Alors, dans la forme distanciée, il donnera, je l’espère, une image juste de cette pensée d’atelier qui ne souhaite pas regarder seulement son nombril. Il veut rendre compte de ce bricolage perpétuel, où se côtoient sur les rayons de la bibliothèque les catalogues d’art contemporain, les textes philosophiques, les partitions, mais aussi les bandes dessinées et les livres de cuisine… qui plus est lorsque cet humble savoir folié se glisse entre les dessins, l’ordinateur, les instruments de musique et dans la mesure où son but reste, comme priorité, la pratique : retourner à l’atelier dès demain, malgré l’arrêt momentané que va représenter pour moi l’écriture de ces textes.

Vous l’aurez compris il s’agit d’examiner objectivement les phénomènes réels d’élaboration des œuvres au sein de mon atelier et d’en constituer le produit. Ce serait une erreur que de penser que ce blog ne reposent sur rien et qu’ils ne livrent qu’une fiction du travail artistique, qu’une métaphysique. Au contraire, l’atelier centrifuge exige une écriture complexe faite de passages, de rapprochements et de confrontations. Il faut penser ce blog comme un tapis. C’est une pensée sur le chantier qui l’exige : quelques prises de vue fugitives du sol de l’atelier où l’on aurait cherché à rapprocher des fragments de journal intime, des œuvres, des croquis, des sons… et ausculter le sens entre les coutures : les figures de la gymnastique engagée dans l’atelier sont toutes entières prises dans le texte, dans les images et dans leurs liens. Il ne s’agit pas bien sûr de fixer une fois pour toutes une pratique artistique, mais d’épingler des moment jusqu’aux prochaines fouilles entre ses coutures.

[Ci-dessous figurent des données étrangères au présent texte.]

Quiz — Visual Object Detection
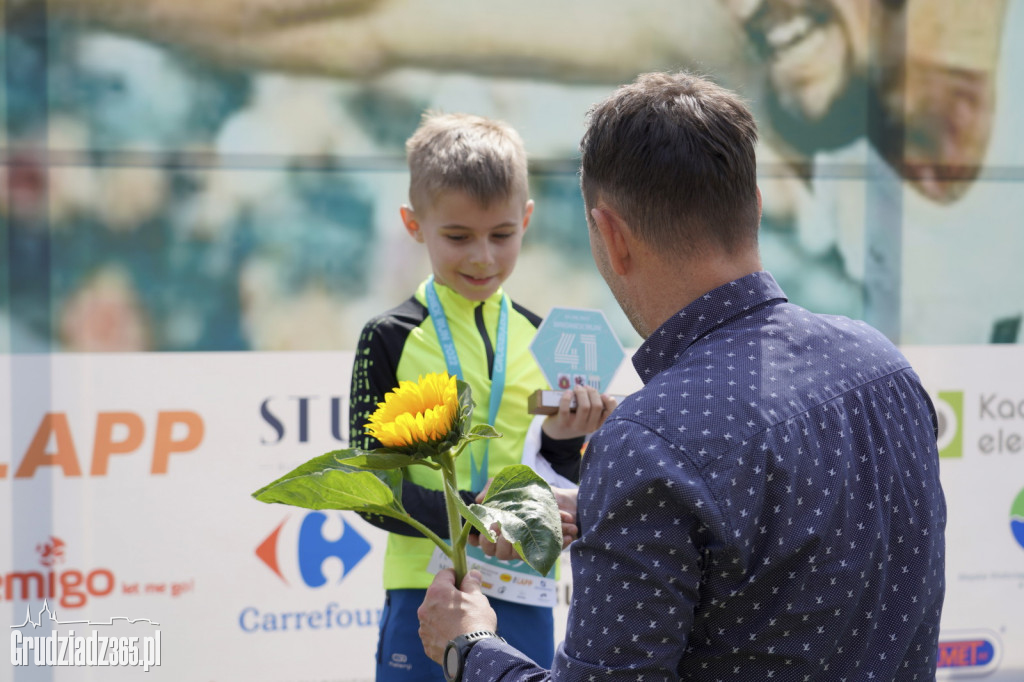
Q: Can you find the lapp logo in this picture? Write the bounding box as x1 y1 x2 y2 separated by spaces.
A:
938 631 1001 677
256 511 371 588
933 391 964 458
1010 489 1024 549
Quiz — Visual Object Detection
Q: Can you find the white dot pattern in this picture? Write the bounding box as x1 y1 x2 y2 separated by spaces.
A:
467 272 946 682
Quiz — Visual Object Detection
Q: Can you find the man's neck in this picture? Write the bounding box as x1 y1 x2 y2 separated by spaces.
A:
633 250 763 338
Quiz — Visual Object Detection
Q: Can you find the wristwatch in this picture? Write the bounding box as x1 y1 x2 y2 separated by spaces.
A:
444 630 505 682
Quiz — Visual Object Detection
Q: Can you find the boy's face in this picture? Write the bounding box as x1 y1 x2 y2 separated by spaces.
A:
401 190 534 301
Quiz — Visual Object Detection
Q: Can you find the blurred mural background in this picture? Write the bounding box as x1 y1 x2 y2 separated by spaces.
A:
0 0 1024 680
6 0 1024 352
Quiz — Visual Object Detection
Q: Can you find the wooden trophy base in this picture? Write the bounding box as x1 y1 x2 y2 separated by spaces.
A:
526 388 626 415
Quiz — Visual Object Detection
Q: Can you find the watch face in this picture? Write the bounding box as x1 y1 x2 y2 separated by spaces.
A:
444 645 462 680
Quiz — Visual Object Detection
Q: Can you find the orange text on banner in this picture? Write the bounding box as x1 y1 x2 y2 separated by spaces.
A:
0 411 205 478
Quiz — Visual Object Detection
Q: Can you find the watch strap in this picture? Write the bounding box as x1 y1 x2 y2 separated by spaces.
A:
443 630 505 682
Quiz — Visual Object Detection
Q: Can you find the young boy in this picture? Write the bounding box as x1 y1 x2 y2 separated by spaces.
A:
350 114 614 681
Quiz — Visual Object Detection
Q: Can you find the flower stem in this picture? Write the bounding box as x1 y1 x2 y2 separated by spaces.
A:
438 452 469 585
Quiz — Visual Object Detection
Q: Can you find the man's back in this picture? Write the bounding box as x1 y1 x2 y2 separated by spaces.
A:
559 272 945 681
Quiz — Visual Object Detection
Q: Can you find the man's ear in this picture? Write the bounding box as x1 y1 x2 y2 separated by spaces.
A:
399 206 423 244
590 206 633 275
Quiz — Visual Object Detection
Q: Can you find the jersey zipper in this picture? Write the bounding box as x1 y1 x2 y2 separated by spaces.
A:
473 302 495 377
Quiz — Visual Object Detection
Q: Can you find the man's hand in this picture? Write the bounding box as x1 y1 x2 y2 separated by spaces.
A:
541 386 615 440
416 568 498 663
468 481 580 561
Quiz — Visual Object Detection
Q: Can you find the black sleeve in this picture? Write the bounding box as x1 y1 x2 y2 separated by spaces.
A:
541 429 585 483
348 298 476 538
512 301 586 483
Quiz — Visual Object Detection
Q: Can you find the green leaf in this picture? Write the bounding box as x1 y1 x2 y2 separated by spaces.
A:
337 447 438 471
253 451 408 518
467 424 502 440
466 464 562 574
444 473 495 542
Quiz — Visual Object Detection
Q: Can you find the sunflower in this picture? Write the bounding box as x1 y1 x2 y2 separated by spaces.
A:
366 372 459 447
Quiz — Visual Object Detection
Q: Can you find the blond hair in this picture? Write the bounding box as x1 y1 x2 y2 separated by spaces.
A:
406 112 528 211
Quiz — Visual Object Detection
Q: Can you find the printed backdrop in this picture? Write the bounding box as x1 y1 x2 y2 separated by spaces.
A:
0 346 1024 682
0 0 1024 681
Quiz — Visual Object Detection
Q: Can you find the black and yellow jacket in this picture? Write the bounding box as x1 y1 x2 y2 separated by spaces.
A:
349 282 583 590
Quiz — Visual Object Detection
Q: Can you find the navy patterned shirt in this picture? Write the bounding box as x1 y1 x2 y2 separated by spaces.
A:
466 272 946 682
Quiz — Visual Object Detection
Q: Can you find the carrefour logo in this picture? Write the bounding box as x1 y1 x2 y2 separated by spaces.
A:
933 391 964 458
256 511 370 588
1010 489 1024 549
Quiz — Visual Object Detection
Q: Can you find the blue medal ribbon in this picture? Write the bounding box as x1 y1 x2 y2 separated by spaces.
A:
426 274 509 491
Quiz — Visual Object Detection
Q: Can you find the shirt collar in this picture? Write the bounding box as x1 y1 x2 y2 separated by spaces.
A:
633 270 787 384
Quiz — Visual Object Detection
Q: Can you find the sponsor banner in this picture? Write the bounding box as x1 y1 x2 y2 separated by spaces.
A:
0 346 1024 682
903 345 1024 680
0 353 384 682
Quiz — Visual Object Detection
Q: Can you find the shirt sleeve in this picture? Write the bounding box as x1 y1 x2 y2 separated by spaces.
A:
541 429 585 483
467 419 720 682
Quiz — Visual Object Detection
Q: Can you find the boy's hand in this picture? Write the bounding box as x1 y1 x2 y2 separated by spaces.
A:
541 386 615 440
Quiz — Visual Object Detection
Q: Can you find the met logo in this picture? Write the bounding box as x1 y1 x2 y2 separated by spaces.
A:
256 511 371 588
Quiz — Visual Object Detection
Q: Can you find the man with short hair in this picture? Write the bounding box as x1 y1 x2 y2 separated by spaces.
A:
419 73 946 681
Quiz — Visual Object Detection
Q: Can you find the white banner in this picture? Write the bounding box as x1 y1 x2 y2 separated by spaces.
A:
0 346 1024 682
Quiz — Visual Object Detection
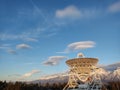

N’en doutez pas, Il n’y a pas de prétention dans ce travail, ce blog s’écrit au cœur même d’un certain travail artistique, sans pour autant sombrer dans le discours ésotérique et subjectif sur l’intérieur de la création. Car notre atelier centrifuge et centrifugé, conséquence ultime de sa gymnastique étendue à l’écriture, sollicite l’autre. Il se divulgue, et il y a une urgence à le faire, il ouvre une porte : celle d’une conversation entre artistes qui refusent les discours prêt-à-porter sur la création, débarrassés enfin du génie, du talent, de l’inspiration divine et des théories fumeuses psycho-philosophico-esthétisantes. Il s’agit bien de décrire ce moment où l’on retrousse ses manches et où l’on se rend à l’atelier, puis on y travaille, on y cherche et recherche, on y trouve des solutions, on y pose des problèmes et on constate la sueur de son front. Parce qu’il est essentiel que l’artiste reprenne aujourd’hui sa position de spécialiste à l’intérieur du sensible.